North, Scotland, and London have the highest economic activity concentrations. Horseracing earns £350 million in funding, broadcast rights, and betting levy fees from BGC members.
BGC members donate at least £40 million to the English Football League and its clubs per year. More than £10 million to darts and snooker, and more than £2.5 million to the rugby league.
Job risks due to pandemic
The study was published as the UK economy struggles with the consequences of the ongoing Covid-19 pandemic.
The controlled betting and gaming industry is no exception. The study reveals that 374 betting shops and six casinos have closed since the beginning of 2020, resulting in an approximate loss of 5,000 jobs.
An estimated 30 million people in the United Kingdom enjoy a bet, with the most of doing so quite safely. According to the government, problem gambling is 0.5% and has remained steady for the past 20 years.
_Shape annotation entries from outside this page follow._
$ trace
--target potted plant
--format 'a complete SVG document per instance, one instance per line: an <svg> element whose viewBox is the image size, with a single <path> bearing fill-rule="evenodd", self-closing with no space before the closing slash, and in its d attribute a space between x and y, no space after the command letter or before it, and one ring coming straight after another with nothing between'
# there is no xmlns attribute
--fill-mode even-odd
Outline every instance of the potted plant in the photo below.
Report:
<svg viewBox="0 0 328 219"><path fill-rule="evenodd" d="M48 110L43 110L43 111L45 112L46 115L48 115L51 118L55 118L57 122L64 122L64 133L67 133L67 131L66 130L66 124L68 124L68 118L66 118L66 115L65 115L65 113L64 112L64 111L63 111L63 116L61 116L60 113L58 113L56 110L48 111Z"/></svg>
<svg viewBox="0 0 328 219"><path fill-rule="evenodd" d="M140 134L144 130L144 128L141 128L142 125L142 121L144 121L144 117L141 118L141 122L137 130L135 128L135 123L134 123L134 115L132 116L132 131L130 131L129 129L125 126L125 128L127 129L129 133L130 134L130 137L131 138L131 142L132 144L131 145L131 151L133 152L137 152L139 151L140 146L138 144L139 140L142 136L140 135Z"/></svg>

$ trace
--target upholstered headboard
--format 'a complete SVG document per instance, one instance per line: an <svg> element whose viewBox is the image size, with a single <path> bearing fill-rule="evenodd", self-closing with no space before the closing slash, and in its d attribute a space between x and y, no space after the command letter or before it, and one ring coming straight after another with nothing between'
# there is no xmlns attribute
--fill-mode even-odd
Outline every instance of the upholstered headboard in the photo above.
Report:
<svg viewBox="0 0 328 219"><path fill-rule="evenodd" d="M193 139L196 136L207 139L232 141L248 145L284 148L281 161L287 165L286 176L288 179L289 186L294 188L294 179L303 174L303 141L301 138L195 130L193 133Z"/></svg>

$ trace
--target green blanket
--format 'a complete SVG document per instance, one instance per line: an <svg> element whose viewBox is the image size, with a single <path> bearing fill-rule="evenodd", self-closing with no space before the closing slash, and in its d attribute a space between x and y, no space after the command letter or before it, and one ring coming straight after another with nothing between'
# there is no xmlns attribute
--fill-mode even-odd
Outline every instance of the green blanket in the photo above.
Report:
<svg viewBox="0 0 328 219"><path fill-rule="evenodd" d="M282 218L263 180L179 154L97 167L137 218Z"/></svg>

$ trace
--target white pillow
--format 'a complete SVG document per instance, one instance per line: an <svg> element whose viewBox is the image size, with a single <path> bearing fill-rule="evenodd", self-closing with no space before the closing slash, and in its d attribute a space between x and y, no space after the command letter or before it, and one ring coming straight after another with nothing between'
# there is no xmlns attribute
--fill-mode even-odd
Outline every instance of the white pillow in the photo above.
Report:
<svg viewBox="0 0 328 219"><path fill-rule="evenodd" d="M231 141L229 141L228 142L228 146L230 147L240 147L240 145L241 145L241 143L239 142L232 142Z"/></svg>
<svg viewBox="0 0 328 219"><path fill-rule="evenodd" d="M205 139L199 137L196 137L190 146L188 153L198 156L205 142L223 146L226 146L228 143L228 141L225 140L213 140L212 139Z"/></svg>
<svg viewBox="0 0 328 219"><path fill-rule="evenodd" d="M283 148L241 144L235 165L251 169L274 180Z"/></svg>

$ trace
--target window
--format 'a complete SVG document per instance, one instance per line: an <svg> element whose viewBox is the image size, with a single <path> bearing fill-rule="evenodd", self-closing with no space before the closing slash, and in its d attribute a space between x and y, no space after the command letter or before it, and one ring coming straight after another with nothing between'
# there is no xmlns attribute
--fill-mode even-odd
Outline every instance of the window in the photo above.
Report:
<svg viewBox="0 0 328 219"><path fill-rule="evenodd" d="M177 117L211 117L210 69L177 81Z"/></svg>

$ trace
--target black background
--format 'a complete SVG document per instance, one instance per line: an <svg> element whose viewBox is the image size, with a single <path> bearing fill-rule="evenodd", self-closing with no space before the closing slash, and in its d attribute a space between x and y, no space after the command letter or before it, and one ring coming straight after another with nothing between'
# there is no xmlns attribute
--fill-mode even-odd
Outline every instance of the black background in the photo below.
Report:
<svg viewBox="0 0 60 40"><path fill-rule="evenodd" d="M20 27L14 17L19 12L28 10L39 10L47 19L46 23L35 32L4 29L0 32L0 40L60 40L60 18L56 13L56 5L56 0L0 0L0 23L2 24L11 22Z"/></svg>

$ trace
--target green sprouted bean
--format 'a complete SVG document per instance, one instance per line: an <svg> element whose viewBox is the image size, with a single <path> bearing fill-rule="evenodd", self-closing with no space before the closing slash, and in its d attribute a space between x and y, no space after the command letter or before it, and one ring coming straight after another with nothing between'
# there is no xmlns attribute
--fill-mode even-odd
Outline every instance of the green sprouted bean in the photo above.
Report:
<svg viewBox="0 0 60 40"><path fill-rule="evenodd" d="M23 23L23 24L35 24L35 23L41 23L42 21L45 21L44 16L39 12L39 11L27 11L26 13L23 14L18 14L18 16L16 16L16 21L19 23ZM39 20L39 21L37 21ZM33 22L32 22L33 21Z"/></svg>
However, one problem gambler is one too many, which is why the BGC backs the Gambling Review and is willing to keep working to raise standards and promote safer gambling.
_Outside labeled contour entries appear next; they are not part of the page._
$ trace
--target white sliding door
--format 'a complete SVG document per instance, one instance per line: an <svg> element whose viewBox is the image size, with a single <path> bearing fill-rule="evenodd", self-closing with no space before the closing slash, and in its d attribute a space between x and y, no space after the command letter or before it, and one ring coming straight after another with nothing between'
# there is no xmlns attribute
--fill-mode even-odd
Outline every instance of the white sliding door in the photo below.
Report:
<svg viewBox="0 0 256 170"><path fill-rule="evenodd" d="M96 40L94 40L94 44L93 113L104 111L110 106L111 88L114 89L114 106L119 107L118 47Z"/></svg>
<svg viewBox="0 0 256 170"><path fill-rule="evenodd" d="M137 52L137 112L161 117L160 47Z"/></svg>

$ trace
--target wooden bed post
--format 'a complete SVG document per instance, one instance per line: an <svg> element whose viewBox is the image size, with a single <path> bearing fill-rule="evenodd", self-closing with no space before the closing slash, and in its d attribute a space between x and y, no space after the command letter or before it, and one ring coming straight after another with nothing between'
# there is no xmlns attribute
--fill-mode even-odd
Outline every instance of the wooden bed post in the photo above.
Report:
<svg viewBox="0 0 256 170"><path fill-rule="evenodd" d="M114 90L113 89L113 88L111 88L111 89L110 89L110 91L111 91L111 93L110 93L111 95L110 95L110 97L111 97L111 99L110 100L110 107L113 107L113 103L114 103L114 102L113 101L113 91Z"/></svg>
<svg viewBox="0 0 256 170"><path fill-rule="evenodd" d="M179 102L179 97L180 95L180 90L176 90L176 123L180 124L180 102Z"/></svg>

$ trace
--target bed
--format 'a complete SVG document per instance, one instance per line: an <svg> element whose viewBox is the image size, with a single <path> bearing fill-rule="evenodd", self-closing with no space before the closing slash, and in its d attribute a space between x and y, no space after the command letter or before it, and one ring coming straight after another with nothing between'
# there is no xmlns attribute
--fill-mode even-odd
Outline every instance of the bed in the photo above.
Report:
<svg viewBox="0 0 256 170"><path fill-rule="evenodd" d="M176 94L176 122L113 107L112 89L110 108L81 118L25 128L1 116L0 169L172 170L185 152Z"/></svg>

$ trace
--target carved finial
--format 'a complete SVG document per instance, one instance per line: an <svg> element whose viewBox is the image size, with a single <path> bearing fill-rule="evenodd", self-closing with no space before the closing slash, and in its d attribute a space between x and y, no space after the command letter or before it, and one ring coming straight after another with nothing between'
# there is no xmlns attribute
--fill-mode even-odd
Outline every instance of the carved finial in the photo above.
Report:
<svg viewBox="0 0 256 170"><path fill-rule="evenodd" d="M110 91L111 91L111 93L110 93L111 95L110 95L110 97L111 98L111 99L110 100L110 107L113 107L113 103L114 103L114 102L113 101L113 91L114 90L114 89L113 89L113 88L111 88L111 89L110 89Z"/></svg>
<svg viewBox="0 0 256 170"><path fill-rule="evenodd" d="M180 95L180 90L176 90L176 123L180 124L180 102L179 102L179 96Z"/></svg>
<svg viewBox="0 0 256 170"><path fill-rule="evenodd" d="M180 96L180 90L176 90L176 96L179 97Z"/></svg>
Adoption of Gambling safety precautions
“At a period of economic fears and strains on public finances caused by the pandemic, the huge contribution betting and gaming brings to UK plc could not be more essential,” said Michael Dugher, chief executive of the BGC.
EY’s most recent definitive study lays out in black and white the crucial role they play in supporting the public services on which we all depend. The BGC, as the standards body representing the regulated industry, completely supports the Government’s Gambling Review. Hence, encourages the need for continued, more significant safer gambling standards and further regulatory change.
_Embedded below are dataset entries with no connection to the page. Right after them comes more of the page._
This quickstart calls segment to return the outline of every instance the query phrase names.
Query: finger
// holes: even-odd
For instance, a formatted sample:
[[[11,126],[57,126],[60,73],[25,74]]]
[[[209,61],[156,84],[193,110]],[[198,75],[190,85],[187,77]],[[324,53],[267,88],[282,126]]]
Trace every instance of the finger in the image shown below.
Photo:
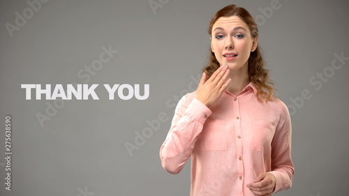
[[[209,80],[210,80],[210,81],[214,80],[214,79],[216,79],[216,77],[217,76],[217,75],[219,73],[221,73],[223,68],[223,66],[220,66],[216,70],[215,70],[214,73],[212,74],[212,75],[211,75],[211,77],[209,77]]]
[[[248,186],[248,188],[251,190],[254,190],[254,191],[263,191],[263,190],[272,190],[272,185],[266,185],[262,187],[253,187],[253,186]]]
[[[227,78],[230,72],[230,70],[228,68],[227,68],[222,78],[221,78],[221,80],[218,81],[217,84],[218,86],[222,86],[227,82]]]
[[[255,179],[255,182],[258,182],[258,181],[260,181],[261,180],[262,180],[265,176],[267,175],[267,173],[262,173],[262,174],[260,174],[257,178]]]
[[[268,183],[269,183],[267,181],[263,179],[262,181],[259,181],[259,182],[251,183],[250,183],[249,186],[251,187],[262,187]]]
[[[202,73],[202,77],[201,77],[201,80],[200,80],[199,86],[202,86],[202,84],[206,82],[206,73]]]

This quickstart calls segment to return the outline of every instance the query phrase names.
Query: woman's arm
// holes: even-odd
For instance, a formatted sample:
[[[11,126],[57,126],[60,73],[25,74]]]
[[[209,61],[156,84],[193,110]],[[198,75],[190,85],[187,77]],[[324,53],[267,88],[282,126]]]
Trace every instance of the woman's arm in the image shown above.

“However, it is essential that the Government implements such reforms correctly. And does not jeopardize the potential employment and tax revenue of a growing, world-leading British industry,” he explained.
Gaming – Large contributor to UK economy
“From hospitality to high streets, the betting and gaming sector makes a significant contribution to the UK economy,” said Brigid Simmonds, chairman of the BGC.
Casinos in London itself contribute £120 million to the tourism industry and are ready to reopen. The betting and gaming sector’s contribution to the Treasury, its support for sport, and the jobs it provides to young people, many of whom are highly qualified, are crucial, particularly in these difficult times.”